No mundo de fantasia em que vive, cercado de áulicos e generais de pijama, o presidente só pensa na campanha pela reeleição, antes de completar metade do seu mandato. É só o que lhe interessa e o resto que se dane. Reeleição para quê?

“A gente quer tocar homeschooling (educação familiar), armas e trânsito”, anuncia Ricardo Barros, o líder do Centrão e do governo na Câmara.

Em outras palavras não ditas: prioridade para o governo é liberar geral armas e munições, implodir o sistema de ensino público e “flexibilizar” as regras do transito.

Apoiado nas bancadas da Bíblia, do boi e da bala, coordenadas pelo Centrão velho de guerra, Bolsonaro conta agora com ampla maioria no Congresso e a boa vontade do novo presidente do STF, Luiz Fux, que já deu sinais de colocar em pauta temas caros ao governo.

De tudo isso, o que mais me preocupa é o que vão fazer da Educação brasileira, já tão maltratada, relegada a segundo plano e submetida à cartilha ideológica do bolsonarismo radical do celerado Abraham Weintraub, promovido a uma sinecura no Banco Mundial.

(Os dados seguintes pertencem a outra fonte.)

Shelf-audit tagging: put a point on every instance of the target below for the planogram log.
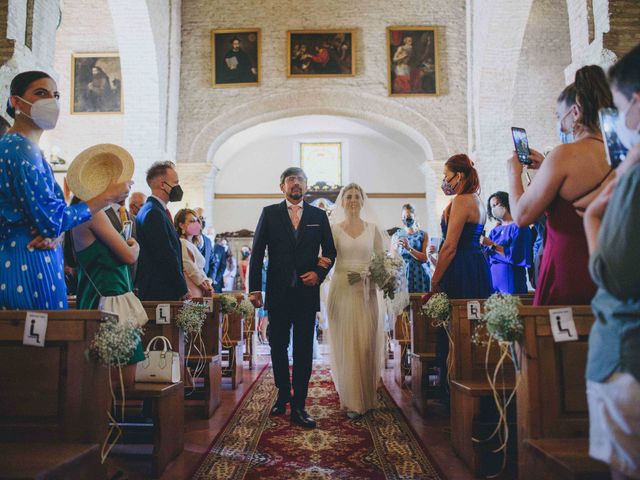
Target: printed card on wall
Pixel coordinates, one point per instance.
(35, 329)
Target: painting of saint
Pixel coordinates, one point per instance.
(413, 60)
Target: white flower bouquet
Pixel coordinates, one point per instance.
(438, 308)
(228, 303)
(385, 270)
(115, 342)
(191, 316)
(245, 309)
(501, 318)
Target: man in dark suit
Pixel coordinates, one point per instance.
(160, 275)
(293, 232)
(218, 265)
(117, 215)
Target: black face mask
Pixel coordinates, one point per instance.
(175, 194)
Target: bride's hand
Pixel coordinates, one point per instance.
(310, 279)
(324, 262)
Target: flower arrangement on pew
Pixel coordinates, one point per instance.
(438, 309)
(191, 318)
(113, 345)
(503, 325)
(229, 305)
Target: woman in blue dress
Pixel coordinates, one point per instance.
(412, 245)
(462, 271)
(33, 213)
(508, 248)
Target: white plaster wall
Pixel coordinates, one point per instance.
(208, 116)
(18, 57)
(74, 133)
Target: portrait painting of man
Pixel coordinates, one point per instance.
(321, 53)
(96, 83)
(235, 57)
(413, 60)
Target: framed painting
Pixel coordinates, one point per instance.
(96, 83)
(235, 57)
(413, 61)
(321, 53)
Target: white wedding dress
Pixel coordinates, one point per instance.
(356, 321)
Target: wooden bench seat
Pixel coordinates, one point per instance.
(551, 400)
(473, 410)
(565, 458)
(51, 461)
(167, 412)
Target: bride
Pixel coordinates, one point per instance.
(355, 312)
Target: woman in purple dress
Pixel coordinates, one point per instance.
(509, 248)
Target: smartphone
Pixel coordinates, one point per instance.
(126, 229)
(614, 148)
(521, 143)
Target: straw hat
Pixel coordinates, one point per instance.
(95, 168)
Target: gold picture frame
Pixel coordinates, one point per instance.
(412, 61)
(334, 52)
(231, 68)
(96, 84)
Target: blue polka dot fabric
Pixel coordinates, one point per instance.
(418, 280)
(31, 203)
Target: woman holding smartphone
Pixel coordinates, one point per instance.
(412, 244)
(568, 179)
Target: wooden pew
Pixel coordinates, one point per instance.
(53, 401)
(163, 401)
(250, 341)
(553, 418)
(473, 410)
(423, 355)
(401, 348)
(232, 342)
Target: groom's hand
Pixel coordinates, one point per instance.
(310, 279)
(256, 299)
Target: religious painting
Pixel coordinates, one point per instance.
(96, 83)
(321, 53)
(413, 60)
(235, 57)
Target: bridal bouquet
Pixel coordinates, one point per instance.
(385, 270)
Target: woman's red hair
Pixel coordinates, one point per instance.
(461, 163)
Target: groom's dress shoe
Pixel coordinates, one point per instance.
(278, 408)
(302, 418)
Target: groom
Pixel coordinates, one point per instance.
(293, 232)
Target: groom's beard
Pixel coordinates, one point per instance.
(296, 194)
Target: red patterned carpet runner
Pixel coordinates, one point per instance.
(253, 445)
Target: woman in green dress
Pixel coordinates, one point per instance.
(102, 258)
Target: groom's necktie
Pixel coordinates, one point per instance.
(293, 214)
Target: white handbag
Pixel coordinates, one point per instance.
(159, 366)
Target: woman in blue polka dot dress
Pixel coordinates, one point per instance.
(33, 213)
(412, 244)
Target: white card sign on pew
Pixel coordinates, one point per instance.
(35, 329)
(209, 302)
(163, 314)
(473, 310)
(562, 325)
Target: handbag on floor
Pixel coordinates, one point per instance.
(159, 366)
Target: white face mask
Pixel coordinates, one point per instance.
(629, 138)
(498, 212)
(44, 113)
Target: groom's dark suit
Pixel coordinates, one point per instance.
(292, 253)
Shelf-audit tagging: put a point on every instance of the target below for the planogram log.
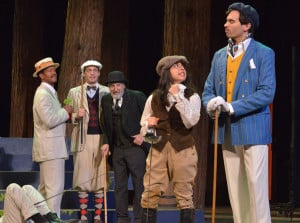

Quem sabe me dizer o nome do terceiro ministro da Educação, um pastor presbiteriano, que assumiu há três meses e sumiu do mapa, sem consultar o Google?

Sem ter apresentado até agora qualquer plano de trabalho, omisso nas discussões sobre a volta às aulas, Milton Ribeiro _ esse é o nome dele _ surgiu esta semana no noticiário para dizer a que veio. Dá para imaginar o que vem pela frente.

Por uma dessas coincidências da vida, seu pensamento foi publicado neste domingo na seção de “Frases da Semana” da Folha, junto com uma declaração do papa Francisco no livro “Terra Futura”, de Carlo Petrini, sobre ecologia integral, lançado esta semana na Itália.

São duas visões de mundo antagônicas, que vale a pena comparar.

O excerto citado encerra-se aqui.